University Library, University of Illinois at Urbana-Champaign

How to Find Conference Proceedings

This guide will help you search for conference proceedings. Content credit: Melody Allison and the Research & Information Services Department.

What are Conference Proceedings?

Proceedings are the official records for professional meetings of organizations, such as conferences and workshops. Proceedings can be an important source of information, and many times the most current available on particular research or topics.

They are published in many forms, including articles, books, or parts of a series. Some papers may be edited and re-published in other books or journals.

Note: Not all conferences publish proceedings, and not all published proceedings are peer-reviewed. Also, not all journals that have the word "Proceedings" in their titles are conference proceedings (e.g., Mayo Clinic Proceedings and Proceedings of the National Academy of Sciences).

Working Papers

All of the search strategies and examples in this guide can also be used to find working papers, which cover specialized original research and are usually intended for an academic audience. 

Search for Conference Proceedings

There are a number of places you can search for details about conference proceedings and papers. 

Library Catalog

A search in the Library Catalog will find proceedings that are published as books, serials/journals, journal supplements, technical reports, and book chapters.

Databases

Literature databases may link to full-text papers for proceedings.
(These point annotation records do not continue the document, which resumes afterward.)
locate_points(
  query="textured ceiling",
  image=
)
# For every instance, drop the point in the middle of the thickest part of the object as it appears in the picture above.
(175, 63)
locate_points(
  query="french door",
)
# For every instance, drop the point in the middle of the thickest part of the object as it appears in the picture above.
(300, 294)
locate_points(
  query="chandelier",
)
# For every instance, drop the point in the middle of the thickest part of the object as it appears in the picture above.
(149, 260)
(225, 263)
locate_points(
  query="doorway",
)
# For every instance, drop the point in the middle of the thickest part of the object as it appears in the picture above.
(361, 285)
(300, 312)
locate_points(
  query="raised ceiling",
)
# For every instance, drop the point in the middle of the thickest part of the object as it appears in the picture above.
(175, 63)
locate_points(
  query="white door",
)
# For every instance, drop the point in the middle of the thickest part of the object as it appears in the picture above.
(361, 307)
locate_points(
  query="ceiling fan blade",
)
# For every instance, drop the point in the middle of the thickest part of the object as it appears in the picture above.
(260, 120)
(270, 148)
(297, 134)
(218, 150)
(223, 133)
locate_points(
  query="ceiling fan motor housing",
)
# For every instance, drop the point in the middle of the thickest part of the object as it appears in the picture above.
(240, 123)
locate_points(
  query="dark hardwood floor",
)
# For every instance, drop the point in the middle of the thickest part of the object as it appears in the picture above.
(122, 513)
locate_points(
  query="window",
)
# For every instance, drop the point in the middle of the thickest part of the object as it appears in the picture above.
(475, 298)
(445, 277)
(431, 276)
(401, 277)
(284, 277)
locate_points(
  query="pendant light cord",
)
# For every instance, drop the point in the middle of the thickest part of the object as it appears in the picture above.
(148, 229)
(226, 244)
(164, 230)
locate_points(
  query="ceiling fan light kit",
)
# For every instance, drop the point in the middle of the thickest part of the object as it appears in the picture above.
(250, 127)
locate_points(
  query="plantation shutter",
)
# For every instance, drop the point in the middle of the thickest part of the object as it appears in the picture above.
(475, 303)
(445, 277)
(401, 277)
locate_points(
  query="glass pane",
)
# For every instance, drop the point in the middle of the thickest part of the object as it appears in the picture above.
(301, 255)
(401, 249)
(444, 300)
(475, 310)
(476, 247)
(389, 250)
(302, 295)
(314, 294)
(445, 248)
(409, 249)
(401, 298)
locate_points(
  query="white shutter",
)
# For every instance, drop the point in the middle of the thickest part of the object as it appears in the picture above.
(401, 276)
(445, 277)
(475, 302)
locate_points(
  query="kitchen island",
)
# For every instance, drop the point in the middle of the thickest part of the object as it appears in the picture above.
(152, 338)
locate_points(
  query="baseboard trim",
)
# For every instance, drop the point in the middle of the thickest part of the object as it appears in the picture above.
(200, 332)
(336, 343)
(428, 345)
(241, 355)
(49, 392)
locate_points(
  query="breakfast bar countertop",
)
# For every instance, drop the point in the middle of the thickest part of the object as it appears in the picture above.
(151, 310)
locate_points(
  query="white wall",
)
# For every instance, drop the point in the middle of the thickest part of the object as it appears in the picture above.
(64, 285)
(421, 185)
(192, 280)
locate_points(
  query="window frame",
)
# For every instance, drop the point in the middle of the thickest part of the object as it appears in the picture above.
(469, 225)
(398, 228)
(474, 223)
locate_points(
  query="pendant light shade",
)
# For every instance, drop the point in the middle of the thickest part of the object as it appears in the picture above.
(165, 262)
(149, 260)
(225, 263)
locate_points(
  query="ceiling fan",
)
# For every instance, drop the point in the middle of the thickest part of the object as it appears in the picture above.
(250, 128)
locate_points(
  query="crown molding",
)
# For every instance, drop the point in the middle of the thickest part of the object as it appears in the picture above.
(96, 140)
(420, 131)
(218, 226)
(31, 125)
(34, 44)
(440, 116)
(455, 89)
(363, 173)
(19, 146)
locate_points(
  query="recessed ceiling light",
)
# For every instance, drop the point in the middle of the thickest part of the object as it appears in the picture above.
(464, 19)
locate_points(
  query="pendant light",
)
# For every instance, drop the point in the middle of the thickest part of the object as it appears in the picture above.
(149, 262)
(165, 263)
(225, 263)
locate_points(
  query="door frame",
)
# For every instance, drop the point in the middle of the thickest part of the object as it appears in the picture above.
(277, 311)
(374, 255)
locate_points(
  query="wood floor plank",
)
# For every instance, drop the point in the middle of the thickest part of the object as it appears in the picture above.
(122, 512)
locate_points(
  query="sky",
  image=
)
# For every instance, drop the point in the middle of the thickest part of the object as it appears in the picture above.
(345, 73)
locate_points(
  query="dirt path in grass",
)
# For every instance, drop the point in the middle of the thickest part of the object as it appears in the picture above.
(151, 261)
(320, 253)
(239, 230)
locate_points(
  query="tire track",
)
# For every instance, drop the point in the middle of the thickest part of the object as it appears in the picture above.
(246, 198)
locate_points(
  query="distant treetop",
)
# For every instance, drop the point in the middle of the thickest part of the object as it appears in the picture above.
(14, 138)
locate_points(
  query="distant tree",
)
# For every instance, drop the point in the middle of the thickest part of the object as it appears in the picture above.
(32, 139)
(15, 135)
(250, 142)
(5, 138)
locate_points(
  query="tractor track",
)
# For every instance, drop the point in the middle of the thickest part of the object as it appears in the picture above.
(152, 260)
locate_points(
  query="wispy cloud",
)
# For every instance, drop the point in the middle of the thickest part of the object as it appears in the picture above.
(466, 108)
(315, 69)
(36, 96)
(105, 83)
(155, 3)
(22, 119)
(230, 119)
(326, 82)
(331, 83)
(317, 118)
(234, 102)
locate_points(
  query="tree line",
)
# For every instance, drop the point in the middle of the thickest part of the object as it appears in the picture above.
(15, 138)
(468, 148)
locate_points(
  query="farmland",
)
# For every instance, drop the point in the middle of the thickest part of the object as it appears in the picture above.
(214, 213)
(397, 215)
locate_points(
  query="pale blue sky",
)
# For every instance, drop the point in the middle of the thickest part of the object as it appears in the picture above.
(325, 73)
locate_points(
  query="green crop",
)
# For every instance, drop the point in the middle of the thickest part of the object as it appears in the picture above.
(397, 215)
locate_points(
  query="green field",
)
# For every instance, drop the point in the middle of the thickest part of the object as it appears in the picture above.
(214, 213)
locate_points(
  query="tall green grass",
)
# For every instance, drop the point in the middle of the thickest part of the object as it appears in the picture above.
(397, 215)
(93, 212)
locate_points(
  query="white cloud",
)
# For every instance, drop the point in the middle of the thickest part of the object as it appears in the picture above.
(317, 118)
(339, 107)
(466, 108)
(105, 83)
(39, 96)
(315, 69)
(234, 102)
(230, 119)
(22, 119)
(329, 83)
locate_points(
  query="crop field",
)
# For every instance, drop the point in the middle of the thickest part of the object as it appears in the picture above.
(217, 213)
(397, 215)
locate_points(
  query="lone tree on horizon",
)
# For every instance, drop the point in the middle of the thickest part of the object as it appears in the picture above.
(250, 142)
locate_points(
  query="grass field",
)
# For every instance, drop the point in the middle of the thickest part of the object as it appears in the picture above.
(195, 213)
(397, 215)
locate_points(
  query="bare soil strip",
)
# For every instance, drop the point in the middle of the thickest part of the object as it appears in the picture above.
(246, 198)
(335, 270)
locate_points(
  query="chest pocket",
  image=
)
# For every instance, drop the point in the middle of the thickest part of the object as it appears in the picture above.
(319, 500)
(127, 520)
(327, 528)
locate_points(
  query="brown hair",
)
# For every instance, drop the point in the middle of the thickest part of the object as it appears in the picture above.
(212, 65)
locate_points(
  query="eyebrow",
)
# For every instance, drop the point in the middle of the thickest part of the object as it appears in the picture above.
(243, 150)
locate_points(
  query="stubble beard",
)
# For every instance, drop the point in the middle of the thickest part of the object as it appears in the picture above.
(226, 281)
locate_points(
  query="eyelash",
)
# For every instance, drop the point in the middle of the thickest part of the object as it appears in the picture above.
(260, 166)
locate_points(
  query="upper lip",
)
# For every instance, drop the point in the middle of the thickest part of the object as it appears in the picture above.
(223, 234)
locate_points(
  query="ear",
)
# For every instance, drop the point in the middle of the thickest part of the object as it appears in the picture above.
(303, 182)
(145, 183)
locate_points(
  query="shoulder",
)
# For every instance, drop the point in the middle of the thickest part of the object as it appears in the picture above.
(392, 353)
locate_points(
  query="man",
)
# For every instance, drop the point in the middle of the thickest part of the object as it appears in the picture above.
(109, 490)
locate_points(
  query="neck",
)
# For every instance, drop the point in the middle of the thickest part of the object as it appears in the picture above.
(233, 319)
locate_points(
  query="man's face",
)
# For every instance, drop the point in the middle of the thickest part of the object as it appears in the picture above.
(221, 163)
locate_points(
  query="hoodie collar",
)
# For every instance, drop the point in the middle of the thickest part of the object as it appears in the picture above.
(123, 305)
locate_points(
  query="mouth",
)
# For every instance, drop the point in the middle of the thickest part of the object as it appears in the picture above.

  • Many literature databases have a "Document Type" search field. Look for proceedings, abstracts, meeting abstract, conference papers, and proceedings as a document type to search for. 
  • If the database does not have a Document Type or similar field, or even if it does, it can be useful to use appropriate document type terms in the general search -- e.g. proceedings, papers, abstracts, symposia, congresses, expositions, etc.

Tips and Strategies

  • Conference websites may give you additional information, such as the date and location of the meeting. 
  • The year the meeting was held may be different from the year its proceedings were published. To capture this possibility, limit your search to a range of years, from the date of meeting onwards. (e.g., 2014-2016).
  • Sometimes conferences and/or their proceedings change names, publishers, or sponsors. Finding a previous proceeding can provide a history of these changes.
  • Formal subject headings like LCSH (Library of Congress Subject Headings) and MESH (Medical Subject Headings) sometimes have subject headings specifically for "congresses" or "conferences."
  • Some proceedings will give information about previous conferences and where proceedings are published. This can be very helpful, particularly when the names of the conference changes, the conference meets irregularly, or the places where proceedings are published varies from meeting to meeting.
  • Check with Library of Congress Name Authority File for various conference names and sources.